The principal argument for the appellant was that the object and result of the 1937 amendment was to remove from the relevant legislation that which had admittedly existed since 1896, viz.: the ability of the Authority in discretion to demolish in circumstances confined to those mentioned in paragraph (1). It was argued that in 1937 the legislature could not have intended to devote an entire Ordinance to the mere task of adding to the fine the very moderate sum which would have had to have been paid had a permit been sought: therefore the apparent separation of a paragraph (1) case from a paragraph (2) case must have been intended to remove from a paragraph (1) case the discretionary power of demolition. Their Lordships are not able to accept that argument, which appears to them speculative. The fact remains that "of any of the above provisions" in paragraph (2) remains as a phrase applicable to both paragraphs and is not in its plural form appropriate to be restricted to paragraph (2). The only answer suggested was that the draftsman ought in 1937 to have corrected this phrase to "of this provision". But this was not done either in 1937 or in Cap.263 Article 20. Another suggestion advanced in argument was that if the Supreme Court decision was correct the draftsman would have used the phrase "any provision of this article", the addition at the end of the article relating to rural districts using that general reference. Their Lordships are not persuaded by that submission.

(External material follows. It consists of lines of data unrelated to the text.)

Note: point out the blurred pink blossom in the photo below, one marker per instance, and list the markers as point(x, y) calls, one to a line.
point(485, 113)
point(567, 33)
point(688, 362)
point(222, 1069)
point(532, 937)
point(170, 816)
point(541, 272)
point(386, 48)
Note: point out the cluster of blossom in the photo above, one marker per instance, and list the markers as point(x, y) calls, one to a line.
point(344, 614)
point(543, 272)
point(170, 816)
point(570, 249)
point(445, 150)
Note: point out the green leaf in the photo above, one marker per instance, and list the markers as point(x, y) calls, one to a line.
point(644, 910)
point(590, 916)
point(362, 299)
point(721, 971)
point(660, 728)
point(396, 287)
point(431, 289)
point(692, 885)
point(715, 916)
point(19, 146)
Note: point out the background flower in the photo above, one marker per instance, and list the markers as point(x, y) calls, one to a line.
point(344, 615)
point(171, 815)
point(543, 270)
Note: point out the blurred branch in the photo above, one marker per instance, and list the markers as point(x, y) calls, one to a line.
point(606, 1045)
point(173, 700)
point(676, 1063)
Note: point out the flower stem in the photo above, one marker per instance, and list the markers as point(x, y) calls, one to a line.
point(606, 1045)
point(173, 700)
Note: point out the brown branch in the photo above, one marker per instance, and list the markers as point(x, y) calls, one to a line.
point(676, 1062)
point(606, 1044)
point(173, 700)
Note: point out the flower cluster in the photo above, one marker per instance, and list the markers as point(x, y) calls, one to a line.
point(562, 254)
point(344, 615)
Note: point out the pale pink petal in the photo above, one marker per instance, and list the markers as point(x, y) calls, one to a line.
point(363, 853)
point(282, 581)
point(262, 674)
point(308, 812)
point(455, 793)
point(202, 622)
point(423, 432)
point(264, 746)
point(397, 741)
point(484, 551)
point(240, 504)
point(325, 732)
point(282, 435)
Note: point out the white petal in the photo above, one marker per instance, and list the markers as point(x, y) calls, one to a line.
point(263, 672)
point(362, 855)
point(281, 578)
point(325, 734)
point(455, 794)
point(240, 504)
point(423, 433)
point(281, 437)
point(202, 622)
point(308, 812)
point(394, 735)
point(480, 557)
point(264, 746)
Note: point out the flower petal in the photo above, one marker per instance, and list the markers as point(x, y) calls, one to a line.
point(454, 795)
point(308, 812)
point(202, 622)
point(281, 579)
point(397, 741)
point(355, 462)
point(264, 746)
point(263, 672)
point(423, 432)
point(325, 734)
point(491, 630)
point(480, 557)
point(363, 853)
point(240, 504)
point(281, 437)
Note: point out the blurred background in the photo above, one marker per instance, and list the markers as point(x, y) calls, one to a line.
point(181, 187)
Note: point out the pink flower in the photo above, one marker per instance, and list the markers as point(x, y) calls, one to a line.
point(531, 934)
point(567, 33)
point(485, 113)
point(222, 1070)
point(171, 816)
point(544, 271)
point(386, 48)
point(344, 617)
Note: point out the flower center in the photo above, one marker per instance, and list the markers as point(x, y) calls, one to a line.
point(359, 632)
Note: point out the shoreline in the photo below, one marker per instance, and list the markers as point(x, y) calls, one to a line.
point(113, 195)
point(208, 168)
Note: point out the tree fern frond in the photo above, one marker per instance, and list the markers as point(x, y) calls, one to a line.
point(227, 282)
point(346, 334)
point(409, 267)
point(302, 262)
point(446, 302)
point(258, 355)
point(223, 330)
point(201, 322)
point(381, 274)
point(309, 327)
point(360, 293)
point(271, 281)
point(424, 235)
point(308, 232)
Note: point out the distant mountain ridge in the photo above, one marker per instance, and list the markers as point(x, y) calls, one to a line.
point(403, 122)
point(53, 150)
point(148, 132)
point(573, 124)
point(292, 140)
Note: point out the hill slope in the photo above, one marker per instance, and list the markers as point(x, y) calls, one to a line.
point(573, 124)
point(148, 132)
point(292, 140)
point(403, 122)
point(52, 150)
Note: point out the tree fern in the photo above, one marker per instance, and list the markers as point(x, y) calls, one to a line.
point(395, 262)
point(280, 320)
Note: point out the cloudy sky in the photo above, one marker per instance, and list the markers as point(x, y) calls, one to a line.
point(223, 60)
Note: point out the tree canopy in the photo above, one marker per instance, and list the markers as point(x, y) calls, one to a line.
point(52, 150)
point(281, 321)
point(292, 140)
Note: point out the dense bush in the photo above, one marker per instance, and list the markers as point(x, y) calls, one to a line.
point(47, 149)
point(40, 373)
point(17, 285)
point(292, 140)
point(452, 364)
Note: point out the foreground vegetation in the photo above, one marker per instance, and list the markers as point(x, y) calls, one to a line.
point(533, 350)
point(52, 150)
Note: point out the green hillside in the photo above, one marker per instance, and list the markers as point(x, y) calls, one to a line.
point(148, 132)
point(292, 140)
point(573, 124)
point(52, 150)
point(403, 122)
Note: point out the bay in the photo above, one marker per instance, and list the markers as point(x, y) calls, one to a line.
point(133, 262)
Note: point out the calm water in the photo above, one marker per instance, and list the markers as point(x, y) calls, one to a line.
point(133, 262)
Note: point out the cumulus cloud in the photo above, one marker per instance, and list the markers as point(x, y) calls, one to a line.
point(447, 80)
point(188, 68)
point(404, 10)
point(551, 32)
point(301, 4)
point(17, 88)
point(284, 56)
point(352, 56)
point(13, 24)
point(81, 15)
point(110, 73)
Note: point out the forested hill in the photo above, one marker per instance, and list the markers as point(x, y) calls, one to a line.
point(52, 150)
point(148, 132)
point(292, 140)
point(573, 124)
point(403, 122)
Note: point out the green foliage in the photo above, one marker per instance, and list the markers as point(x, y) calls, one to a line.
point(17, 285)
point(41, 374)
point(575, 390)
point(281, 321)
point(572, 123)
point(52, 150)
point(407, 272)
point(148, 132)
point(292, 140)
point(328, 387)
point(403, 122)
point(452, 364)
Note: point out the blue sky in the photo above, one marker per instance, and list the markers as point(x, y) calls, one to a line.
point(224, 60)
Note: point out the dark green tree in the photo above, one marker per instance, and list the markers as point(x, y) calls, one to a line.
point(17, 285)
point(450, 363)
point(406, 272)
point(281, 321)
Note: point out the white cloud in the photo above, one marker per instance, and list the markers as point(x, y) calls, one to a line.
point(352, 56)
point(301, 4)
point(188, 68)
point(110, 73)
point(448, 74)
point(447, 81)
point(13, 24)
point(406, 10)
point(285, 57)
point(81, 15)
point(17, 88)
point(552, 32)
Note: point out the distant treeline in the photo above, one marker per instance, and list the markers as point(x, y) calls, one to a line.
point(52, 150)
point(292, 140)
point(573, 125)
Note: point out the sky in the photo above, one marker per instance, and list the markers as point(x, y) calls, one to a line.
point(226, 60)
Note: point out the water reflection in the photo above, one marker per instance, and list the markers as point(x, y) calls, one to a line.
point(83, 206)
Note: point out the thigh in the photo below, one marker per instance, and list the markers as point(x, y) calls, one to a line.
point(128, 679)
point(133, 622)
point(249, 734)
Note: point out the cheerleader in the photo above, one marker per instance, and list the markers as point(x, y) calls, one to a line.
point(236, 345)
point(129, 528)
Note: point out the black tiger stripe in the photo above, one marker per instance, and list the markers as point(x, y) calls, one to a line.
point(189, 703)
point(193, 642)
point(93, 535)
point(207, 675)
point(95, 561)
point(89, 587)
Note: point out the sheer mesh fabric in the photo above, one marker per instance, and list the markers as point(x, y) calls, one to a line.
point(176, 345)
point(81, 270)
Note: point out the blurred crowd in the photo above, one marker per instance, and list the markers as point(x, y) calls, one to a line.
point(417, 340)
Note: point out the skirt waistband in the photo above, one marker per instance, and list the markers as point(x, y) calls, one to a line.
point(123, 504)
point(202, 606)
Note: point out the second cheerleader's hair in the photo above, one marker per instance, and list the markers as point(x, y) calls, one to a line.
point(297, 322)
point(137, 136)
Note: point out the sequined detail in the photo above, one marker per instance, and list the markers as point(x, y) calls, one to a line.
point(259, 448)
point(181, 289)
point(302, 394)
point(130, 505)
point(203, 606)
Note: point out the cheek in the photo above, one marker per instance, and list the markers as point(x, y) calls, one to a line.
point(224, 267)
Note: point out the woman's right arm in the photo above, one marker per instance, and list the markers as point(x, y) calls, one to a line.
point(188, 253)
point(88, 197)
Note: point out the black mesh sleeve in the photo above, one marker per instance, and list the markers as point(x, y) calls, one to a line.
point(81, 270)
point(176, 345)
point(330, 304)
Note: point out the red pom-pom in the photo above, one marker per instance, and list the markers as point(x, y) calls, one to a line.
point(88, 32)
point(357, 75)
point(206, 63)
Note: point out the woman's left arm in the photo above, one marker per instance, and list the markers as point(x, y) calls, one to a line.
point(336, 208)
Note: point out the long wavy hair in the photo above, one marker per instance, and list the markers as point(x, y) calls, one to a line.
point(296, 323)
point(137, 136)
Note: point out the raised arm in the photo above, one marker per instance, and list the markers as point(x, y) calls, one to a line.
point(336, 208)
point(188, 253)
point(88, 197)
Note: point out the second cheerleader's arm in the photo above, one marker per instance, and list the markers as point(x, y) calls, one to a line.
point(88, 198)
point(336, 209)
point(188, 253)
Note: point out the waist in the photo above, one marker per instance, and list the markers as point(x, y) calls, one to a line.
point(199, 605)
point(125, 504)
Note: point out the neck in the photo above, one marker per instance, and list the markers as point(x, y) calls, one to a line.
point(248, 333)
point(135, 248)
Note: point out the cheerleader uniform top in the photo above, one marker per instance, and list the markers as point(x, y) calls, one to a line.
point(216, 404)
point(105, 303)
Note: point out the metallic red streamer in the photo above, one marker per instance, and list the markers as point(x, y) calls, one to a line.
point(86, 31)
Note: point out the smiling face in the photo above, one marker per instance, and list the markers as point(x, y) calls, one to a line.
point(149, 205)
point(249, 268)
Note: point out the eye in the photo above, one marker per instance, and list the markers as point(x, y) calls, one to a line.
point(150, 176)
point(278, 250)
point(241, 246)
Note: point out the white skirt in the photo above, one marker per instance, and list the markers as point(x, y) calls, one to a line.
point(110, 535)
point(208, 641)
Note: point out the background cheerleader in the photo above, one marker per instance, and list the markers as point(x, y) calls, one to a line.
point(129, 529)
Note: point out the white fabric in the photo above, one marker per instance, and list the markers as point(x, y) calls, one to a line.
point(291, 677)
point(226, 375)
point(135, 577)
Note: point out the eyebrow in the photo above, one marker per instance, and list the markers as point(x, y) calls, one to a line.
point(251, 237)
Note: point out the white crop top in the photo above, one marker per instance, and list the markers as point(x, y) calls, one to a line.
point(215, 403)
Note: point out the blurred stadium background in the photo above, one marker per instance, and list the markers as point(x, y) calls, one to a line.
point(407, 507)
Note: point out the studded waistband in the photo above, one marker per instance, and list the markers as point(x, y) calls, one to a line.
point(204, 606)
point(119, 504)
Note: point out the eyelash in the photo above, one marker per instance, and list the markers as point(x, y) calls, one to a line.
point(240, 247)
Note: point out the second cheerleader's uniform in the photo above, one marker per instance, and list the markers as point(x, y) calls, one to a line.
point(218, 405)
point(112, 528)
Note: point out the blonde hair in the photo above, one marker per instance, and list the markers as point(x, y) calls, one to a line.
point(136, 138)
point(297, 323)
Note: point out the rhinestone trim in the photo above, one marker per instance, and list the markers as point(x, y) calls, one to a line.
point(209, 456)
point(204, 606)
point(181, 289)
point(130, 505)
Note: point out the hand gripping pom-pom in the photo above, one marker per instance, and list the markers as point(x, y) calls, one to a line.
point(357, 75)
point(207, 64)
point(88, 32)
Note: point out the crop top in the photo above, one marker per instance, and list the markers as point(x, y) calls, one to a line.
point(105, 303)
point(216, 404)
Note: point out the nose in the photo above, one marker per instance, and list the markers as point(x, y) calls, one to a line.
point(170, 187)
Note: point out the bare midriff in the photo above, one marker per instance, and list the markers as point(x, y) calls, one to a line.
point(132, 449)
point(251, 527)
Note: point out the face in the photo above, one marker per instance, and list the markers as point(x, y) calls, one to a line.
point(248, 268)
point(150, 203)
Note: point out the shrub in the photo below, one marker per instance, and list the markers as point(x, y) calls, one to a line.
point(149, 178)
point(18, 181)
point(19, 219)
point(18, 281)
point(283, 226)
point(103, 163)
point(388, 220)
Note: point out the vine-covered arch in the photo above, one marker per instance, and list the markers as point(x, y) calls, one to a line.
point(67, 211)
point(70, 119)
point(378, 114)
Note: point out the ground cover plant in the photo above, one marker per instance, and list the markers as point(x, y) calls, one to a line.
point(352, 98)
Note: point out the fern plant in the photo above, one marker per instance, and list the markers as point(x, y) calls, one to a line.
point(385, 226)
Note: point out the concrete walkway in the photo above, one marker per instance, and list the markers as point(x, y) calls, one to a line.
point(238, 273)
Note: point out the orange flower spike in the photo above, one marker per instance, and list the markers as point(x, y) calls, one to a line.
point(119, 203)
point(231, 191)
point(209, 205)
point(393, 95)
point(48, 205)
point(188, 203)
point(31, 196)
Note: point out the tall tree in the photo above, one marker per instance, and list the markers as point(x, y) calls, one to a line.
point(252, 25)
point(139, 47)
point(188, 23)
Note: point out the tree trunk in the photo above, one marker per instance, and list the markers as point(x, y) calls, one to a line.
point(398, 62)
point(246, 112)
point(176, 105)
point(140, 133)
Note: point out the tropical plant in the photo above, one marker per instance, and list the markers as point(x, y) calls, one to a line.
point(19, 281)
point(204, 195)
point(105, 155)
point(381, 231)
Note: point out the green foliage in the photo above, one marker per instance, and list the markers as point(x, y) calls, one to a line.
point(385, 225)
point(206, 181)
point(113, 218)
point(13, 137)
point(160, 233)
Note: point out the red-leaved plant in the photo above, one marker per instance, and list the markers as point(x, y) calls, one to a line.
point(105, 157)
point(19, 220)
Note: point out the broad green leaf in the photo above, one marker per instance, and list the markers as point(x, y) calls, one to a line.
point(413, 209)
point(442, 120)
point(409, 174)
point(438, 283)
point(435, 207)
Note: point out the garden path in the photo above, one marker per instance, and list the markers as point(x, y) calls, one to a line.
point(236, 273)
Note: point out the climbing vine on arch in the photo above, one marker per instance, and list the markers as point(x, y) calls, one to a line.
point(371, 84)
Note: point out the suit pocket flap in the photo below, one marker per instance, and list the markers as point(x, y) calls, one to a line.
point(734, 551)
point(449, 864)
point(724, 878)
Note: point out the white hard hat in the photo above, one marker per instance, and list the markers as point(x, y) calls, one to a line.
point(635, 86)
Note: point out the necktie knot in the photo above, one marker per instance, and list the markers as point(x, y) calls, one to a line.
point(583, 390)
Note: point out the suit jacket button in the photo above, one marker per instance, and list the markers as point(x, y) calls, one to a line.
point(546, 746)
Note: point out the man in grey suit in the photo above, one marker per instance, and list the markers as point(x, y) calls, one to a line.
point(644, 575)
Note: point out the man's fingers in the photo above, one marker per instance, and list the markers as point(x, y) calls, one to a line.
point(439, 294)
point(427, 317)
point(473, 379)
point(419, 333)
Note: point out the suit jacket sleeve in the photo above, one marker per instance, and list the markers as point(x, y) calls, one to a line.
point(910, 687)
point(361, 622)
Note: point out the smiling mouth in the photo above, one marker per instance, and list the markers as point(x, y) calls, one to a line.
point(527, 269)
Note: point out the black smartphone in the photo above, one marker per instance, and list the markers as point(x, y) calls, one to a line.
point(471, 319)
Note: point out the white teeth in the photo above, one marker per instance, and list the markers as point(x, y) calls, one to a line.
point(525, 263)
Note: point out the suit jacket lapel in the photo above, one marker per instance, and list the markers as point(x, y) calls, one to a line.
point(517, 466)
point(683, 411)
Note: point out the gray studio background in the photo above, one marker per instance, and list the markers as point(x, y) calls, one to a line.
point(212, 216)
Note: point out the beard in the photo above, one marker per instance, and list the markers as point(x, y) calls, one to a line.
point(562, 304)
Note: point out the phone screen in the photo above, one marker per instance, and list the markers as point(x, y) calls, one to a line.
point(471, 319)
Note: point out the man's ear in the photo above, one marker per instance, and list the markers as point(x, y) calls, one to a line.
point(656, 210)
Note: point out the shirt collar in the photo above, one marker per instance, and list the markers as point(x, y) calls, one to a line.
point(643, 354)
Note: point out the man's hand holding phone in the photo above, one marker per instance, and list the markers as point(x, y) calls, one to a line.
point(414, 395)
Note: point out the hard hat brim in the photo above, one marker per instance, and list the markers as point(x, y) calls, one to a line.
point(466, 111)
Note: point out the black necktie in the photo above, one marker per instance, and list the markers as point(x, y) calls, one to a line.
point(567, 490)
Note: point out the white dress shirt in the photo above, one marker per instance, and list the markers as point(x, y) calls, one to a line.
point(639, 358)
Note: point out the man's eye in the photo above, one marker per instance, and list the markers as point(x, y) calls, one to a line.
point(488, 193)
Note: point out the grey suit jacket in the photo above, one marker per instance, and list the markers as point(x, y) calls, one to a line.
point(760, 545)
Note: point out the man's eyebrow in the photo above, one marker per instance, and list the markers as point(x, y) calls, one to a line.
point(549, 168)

Some reliance was placed on the power under Article 78 of the Authority to make Regulations as to buildings for breach of which the Regulations might provide for demolition. Their Lordships cannot accept that this negatives the conclusion of the Supreme Court. Under the Ordinance (Article 7) it is made unlawful to commence construction of a building, or extensive alterations, etc. etc., without a permit obtained. Their Lordships cannot accept a construction of Article 20 which enables a person to build unlawfully without troubling to get a permit, at the trivial cost of a Rs500 fine and the price that he would have had to pay for a permit, provided that in point of detail he did not depart from the building Regulations laid down under Article 78.
That view suffices to uphold the decision of the Supreme Court even if -which their Lordships doubt - the appellant were correct in contending that the respondent was not entitled to rely upon Article 20(2).
Their Lordships find the judgment of the Supreme Court on the crucial point entirely satisfactory and accordingly are of the opinion that this appeal should be dismissed with costs and will humbly advise Her Majesty accordingly.